Operation Systems do not provide good IO interface for Database ServersPeter Zaitsev
Thinking more about the problems I wrote about yesterday I had a question why so ugly workaround and guesses or manual configuration is needed ? The answer seems to be Operation Interfaces just do not provide IO interface which is good enough. The big missing piece is priority. There are process and threads priorities in most operation systems but there is no priority you can set for given IO request. In fact in most cases even thread priority is not accounted for while executing IO request. Last time I checked there was IO scheduler with these functions in works for Linux Kernel but I have not seen anything production ready.
So what I would like to see ? Each IO request should be able to be assigned priority, at least from 3 hard classes – “RealTime”, “Normal” and “Idle”. More fine grain control is good but not necessary. What databases could do if such interface would exist ?

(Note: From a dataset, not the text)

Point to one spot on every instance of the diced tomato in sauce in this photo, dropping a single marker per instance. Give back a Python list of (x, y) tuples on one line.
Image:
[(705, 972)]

- RealTime – This priority could be used for Showstopper requests which stall all transactions until they are executed. Most common are syncronous log writes on transaction commits – no other transaction typically can commit until this log write is commited. It also could be used to flush dirty buffers if all buffer pool is in dirty buffers and we can’t read anything into it until we get read of some pages. Also obviously it would be helpful for prioritising transactions inside of database system itself.

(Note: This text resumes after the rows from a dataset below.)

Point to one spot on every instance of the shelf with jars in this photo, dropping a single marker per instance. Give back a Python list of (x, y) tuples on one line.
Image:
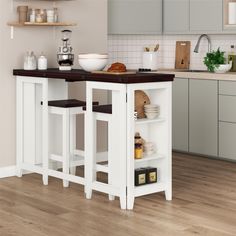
[(29, 16)]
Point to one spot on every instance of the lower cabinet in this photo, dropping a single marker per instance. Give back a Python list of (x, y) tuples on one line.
[(227, 140), (203, 117), (180, 115)]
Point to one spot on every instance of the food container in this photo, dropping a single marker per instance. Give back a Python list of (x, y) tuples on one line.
[(150, 60), (23, 13), (151, 175), (140, 176)]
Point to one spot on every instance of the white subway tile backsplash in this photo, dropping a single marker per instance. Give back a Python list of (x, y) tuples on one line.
[(128, 48)]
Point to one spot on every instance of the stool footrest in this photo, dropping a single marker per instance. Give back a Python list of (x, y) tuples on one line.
[(102, 168), (105, 188)]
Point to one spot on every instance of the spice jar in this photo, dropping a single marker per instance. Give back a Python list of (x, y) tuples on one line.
[(39, 18), (138, 151)]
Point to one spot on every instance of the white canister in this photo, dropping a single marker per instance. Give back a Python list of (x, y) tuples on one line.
[(150, 60), (42, 63), (232, 13)]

- Normal – As name implies normal IO should be done with this priority – such as reading data and index pages – you want to get this data sooner than later but at least database server is not stalled while you’re waiting.
- Idle – This priority is great for flushing dirty buffers, checkpointing and other activity which you want to happen in background when there are enough resources. IO Scheduler should execute these only if there is bandwidth available so we can have as many idle requests in queue and it should not solve anything down. It also could be used for read-ahead requests, which are often speculative and we want them to happen if there is free bandwidth. Do not mix these with read buffering when we know we’re going to need certain data and so we’re using large buffer to read these – these can be done with higher IO.
The other concept which would be quite hepful (for asynchronous IO) is priority escalation. Aternatively you could of course simply cancel old requests and submit them with new priorities but it is ugly. This is needed as in certain cases load will be high enough so idle bandwidth will not be enough for flushing dirty buffers or keeping up with checkpointing. In this case you would like to raise priority of these activities but as a lot of IO requests already submited it should be good to increase priority of these.
I would be very interesting to hear if there is any development going on for something like this in modern operation systems.
In fact these are not new ideas. I’ve been working with Philippe Bonnet students from “Badger” projects at DIKU We tested some protototype patches for Linux kernel and MySQL but we did not get anything ready for production up to this point.